Ya know, I do like to have a lot going on! Def Leppard, we worked a lot last year. We have a fairly busy year this year, as well. We probably won’t play too many live shows with Leppard, if any, in 2017. However, we almost certainly will go back into the studio and make another album. That is certainly going to keep me busy! As I said, I don’t know what is going to happen with Last In Line to be honest. I am enjoying it but I was enjoying it a lot more until Jimmy passed away. It has put us at this peculiar kind of crossroads. There is another band that I used to be in many, many years ago that I am getting together with next week to start writing for a new record. I can’t mention who it is yet but it is one of my past projects and we are kind of getting back together and we have been offered a record deal. I like to stay active as a musician, even if it just means going to the local club and playing. I have a little bar band that plays very, very occasionally. It is entirely covers from Thin Lizzy to early ZZ Top and early Fleetwood Mac from the Peter Green era and other stuff like that. It is kind of a quasi-blues rock band. Even if it was something like that, I really believe you are what you do. I have always been a musician, so I always try to stay busy!
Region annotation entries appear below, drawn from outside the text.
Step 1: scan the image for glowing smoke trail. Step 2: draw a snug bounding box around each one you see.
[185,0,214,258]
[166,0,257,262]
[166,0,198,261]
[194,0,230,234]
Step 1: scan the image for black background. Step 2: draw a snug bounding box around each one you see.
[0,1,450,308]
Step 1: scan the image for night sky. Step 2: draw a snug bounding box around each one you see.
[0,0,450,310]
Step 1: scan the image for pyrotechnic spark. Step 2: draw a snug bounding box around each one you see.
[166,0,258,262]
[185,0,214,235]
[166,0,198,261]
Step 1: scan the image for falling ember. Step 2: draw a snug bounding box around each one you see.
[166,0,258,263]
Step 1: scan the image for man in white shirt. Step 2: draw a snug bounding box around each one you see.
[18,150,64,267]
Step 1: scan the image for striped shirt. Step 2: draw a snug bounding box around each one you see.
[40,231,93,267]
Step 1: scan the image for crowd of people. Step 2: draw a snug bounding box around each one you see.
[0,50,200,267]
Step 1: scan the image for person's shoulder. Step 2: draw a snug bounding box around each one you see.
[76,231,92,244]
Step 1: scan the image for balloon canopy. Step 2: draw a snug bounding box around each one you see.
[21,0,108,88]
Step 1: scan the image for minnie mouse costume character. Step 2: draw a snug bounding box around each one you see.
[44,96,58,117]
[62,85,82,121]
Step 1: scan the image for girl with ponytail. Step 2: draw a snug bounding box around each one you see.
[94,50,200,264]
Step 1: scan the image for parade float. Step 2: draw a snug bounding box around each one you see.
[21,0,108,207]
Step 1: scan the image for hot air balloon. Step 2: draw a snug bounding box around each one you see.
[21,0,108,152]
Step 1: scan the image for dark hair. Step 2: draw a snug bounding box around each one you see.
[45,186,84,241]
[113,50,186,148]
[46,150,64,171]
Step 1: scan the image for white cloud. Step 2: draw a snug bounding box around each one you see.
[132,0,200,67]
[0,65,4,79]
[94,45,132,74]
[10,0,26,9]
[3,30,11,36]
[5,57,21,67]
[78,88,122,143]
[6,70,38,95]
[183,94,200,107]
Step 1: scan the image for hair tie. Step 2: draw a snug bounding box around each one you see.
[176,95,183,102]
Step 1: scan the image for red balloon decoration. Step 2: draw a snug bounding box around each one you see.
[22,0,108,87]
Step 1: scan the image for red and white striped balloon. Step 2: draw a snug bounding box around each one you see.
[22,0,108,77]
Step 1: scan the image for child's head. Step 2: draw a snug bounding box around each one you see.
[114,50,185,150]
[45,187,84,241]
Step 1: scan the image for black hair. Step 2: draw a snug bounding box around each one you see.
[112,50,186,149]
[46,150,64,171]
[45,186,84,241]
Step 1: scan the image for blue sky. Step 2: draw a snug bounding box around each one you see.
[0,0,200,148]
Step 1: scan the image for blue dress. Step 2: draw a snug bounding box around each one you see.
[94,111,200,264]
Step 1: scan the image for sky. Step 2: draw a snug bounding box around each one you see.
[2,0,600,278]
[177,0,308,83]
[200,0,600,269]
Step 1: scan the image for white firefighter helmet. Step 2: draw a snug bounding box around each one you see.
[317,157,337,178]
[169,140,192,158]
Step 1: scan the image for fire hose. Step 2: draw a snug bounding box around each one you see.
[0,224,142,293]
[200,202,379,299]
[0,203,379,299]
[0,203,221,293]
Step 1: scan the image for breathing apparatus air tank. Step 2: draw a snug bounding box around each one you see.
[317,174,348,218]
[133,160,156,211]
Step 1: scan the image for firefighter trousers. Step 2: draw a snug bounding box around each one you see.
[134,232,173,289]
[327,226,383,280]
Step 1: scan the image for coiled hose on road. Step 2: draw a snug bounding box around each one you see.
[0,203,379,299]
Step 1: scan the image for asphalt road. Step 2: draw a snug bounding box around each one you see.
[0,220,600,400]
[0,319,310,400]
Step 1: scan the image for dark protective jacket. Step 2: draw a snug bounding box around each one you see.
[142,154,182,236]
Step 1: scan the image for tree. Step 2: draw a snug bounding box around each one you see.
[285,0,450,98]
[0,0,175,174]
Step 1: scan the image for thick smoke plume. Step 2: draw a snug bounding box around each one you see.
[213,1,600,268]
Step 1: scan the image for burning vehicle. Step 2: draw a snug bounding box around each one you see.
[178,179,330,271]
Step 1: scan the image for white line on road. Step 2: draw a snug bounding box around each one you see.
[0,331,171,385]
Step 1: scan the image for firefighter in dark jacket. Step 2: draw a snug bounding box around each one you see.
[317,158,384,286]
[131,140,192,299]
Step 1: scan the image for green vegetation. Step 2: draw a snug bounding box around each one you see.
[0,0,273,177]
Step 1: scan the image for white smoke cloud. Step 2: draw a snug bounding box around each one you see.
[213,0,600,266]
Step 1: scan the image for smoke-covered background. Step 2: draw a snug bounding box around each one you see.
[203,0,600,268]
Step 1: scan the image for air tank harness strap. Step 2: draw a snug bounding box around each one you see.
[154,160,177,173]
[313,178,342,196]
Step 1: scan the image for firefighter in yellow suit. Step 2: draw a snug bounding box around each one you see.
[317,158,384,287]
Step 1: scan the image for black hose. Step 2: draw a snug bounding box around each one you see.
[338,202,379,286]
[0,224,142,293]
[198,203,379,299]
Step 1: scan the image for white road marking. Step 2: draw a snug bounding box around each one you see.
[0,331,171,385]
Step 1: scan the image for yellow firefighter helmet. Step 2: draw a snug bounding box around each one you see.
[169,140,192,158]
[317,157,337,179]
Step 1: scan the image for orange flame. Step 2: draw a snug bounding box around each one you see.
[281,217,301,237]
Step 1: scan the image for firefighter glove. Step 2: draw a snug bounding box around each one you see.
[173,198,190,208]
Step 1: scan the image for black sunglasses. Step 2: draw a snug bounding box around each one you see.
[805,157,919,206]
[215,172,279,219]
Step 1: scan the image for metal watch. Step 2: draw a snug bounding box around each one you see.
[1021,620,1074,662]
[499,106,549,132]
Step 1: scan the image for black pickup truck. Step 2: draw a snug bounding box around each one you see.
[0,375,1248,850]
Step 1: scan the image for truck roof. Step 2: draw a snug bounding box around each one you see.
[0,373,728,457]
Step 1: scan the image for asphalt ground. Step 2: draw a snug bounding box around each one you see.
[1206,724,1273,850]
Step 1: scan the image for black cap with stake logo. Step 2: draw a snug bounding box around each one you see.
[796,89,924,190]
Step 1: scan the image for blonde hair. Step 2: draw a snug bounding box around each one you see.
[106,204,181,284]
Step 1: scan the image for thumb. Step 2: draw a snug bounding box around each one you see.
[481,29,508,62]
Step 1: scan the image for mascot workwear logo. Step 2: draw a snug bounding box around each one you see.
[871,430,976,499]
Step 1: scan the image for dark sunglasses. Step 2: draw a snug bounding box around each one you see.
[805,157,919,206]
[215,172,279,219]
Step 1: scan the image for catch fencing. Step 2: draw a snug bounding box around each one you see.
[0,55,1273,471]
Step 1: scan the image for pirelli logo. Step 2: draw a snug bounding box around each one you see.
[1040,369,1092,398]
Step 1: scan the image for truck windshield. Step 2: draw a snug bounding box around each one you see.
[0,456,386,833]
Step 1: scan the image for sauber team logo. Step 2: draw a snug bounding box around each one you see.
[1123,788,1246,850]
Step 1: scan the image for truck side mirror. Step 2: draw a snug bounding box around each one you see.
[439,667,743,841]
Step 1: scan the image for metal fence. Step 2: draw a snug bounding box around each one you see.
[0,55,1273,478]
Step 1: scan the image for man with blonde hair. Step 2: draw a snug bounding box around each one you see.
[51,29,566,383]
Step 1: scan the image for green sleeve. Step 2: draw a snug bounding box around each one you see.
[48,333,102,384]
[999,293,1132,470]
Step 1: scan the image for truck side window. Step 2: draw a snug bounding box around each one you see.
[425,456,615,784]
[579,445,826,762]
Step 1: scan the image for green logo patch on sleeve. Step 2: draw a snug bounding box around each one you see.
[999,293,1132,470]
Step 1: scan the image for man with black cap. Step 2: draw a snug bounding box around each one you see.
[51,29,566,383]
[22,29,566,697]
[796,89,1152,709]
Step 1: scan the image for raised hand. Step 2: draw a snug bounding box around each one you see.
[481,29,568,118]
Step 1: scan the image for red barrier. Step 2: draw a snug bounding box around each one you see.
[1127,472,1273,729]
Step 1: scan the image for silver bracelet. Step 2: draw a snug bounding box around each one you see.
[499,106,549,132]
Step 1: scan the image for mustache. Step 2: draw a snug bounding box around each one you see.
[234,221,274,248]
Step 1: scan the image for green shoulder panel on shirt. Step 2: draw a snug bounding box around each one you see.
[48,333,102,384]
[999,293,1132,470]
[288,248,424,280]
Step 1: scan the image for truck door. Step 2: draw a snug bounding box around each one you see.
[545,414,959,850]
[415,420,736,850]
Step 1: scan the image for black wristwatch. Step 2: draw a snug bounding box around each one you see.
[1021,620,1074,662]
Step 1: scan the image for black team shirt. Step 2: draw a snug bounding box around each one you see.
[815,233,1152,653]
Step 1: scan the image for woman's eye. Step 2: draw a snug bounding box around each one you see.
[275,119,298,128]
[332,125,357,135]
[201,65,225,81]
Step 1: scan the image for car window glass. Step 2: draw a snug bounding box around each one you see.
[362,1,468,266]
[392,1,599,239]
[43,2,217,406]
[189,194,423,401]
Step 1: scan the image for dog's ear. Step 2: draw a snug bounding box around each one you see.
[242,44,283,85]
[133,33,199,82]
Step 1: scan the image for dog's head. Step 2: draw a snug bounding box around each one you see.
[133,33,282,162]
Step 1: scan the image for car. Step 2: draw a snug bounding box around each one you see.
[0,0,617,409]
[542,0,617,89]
What is the best lesson we can take from your journey as a musician?
Musicians always ask me if I have any good career advice and stuff like that. I always come back to the same thing. It is always more important to be true to yourself than to try and emulate someone else. I know that is a difficult lesson to absorb when you are young. I know when I was young, I was spinning my wheels constantly. I was frustrated, even when I was making the Dio records, I was very frustrated that I couldn’t play the guitar like Yngwie Malmsteen or Paul Gilbert. I didn’t have the technical chops that they had and the control that they have. Looking back at it now, through the years of experience, I am glad. That is what makes me unique, my lack of certain abilities that helped to shape my sound and style. I think that is more important. It’s more important to be unique than to be proficient, regardless of what your instrument is. I think that is what the world wants. That is what people hear in great art is that human connection. I think too often as musicians we spend a lot of time trying to perfect it. I also think, without getting too far reaching, it kind of speaks to a lot of modern music. Technology has made it too easy to correct everything nowadays. As a result, modern music is very homogenized and sterile because the human tone is being lost in the technology. If you listen back to great Motown records, those records were played live by real musicians in real time. That is what makes them still sound so great in this day and age. They are by no means perfect from a technical point of view but they have so much soul, so much heart and so much humanity that so many modern records are lacking because it is far too easy to correct the drummer or auto-tune the singer. Technology is doing the job for us. It is just important to be authentic is what it all boils down to. If you want to put it into one word — authenticity!
I think you hit the nail on the head, Vivian! Thank you so much for your time today, my friend. It has been a true pleasure! I wish you continued success!
Thank you, Jason! It has been a pleasure to talk to you! Take care!